Prevent loading from remote source if file is larger than a given size
Asked Answered
T

3

2

Let's say I want XML Files only with upto 10MB to be loaded from a remote server.

Something like

$xml_file = "http://example.com/largeXML.xml";// size= 500MB

//PRACTICAL EXAMPLE: $xml_file = "http://www.cs.washington.edu/research/xmldatasets/data/pir/psd7003.xml";// size= 683MB

 /*GOAL: Do anything that can be done to hinder this large file from being loaded by the DOMDocument without having to load the File n check*/

$dom =  new DOMDocument();

$dom->load($xml_file /*LOAD only IF the file_size is <= 10MB....else...echo 'File is too large'*/);

How can this possibly be achieved?.... Any idea or alternative? or best approach to achieving this would be highly appreciated.

I checked PHP: Remote file size without downloading file but when I try with something like

var_dump(
    curl_get_file_size(
        "http://www.dailymotion.com/rss/user/dialhainaut/"
    )
);

I get string 'unknown' (length=7)

When I try with get_headers as suggested below, the Content-Length is missing in the headers, so this will not work reliably either.

Please kindly advise how to determine the length and avoid sending it to the DOMDocument if it exceeds 10MB

Twaddle answered 21/4, 2016 at 6:30 Comment(5)
Did you look at filesize() function?Salzburg
@MawiaHL Can you try: var_dump(filesize("http://www.cs.washington.edu/research/xmldatasets/data/pir/psd7003.xml"))Twaddle
Page not found is the result.Salzburg
@MawiaHL -- This loads in the browser: w3.org/TR/2001/REC-xsl-20011015/xslspec.xml .... but doesn't work with filesize()..... in var_dump(filesize('https://www.w3.org/TR/2001/REC-xsl-20011015/xslspec.xml'))Twaddle
@DownVoters.... Please advise what is wrong with the Question.
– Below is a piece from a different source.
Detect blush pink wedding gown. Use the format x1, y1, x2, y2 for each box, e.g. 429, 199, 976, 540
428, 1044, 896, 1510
Thank You!Twaddle
X
2

Ok, finally working. The headers solution was obviously not going to work broadly. In this solution, we open a file handle and read the XML line by line until it hits the threshold of $max_B. If the file is too big, we still have the overhead of reading it up until the 10MB mark, but it's working as expected. If the file is less than $max_B, it proceeds...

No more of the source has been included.